The late caution for Takuma Sato's engine blowing up left him worrying about whether to surrender his lead in order to pit for fresh tyres or not, knowing that either way there was a bullseye painted on the back of his car for the other five cars still on the lead lap to aim at for the final two lap sprint.
"I was a little worried about that last yellow," he conceded. "I knew guys were going to come in. We talked about what we would do in that situation and we were kind of undecided."
Finally the call was to stay out, and only Will Power and Simon Pagenaud decided to duck onto pit lane for fresh tyres. While Power made a surge past the rest of the cars at the restart he didn't have enough time to make in-roads into Carpenter's half-second lead, much to the race winner's relief.
"I'm guessing probably many more laps left than what we were going to have, we probably would have had to have pit," Carpenter mused. "It was a handful the last couple laps, but you get in that position I've got to make sure I bring it home for the guys because they did such a great job all night with the changes on the car during the race, the pit stops, I felt like it was our race to win."
"When I crossed the line I was just trying to get every bit of speed out of my car as I could the last couple laps. I felt okay about it after the first lap because I got a big enough gap on Montoya on the restart.

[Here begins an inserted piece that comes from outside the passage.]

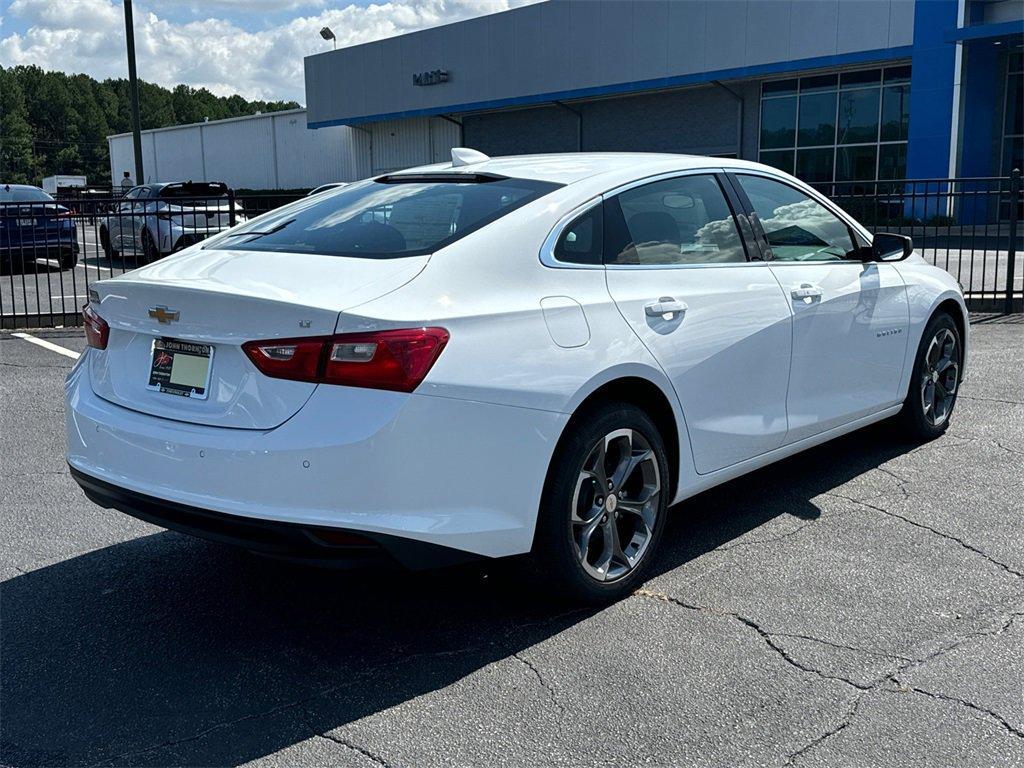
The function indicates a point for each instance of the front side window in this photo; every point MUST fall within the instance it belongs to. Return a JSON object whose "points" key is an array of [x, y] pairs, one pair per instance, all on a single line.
{"points": [[390, 217], [798, 227], [684, 220]]}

"It's hard to say how many laps it would have taken for Will [to challenge for the lead]," Carpenter added. "Certainly new tyres are a pretty big advantage when we were about 30 some laps into mine. They definitely drop off quite a bit right around the halfway point. Certainly wouldn't have been able to hold him off much longer, but there were only four laps to go, three to go when we took the start, so the guys made the right call."
Carpenter won't be back in the race seat again now for a month, with Conway returning for the Shell and Pennzoil Grand Prix of Houston doubleheader event at the end of June in the meantime. Carpenter admitted that it was hard work staying race-ready in the meantime.

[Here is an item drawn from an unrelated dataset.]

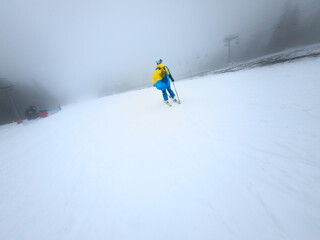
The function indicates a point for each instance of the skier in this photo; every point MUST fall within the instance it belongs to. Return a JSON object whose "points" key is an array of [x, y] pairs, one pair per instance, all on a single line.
{"points": [[161, 81]]}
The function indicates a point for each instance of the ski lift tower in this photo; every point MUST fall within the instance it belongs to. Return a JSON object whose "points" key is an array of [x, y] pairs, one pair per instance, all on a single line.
{"points": [[227, 42], [7, 91]]}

"I work hard all year‑round, I train in my office and in the shop every day," he explained. "No one had run an oval since Fontana, and we'd tested as much as anyone [and] I'll be testing twice this week, so just because you're not in a car doesn't mean you can't be prepared.
"I'm engaged with the team every day. I don't feel I'm missing anything. I mean, I'd like to run more races always, but I'm happy to run the ones I am and want to make the most of it," he said. "Every time we get in the car I feel like Mike and I both have a chance to win right now with the job the team is doing for us.
"It's a great team to be a part of. We have a lot of fun - and it's even more fun when you're winning!"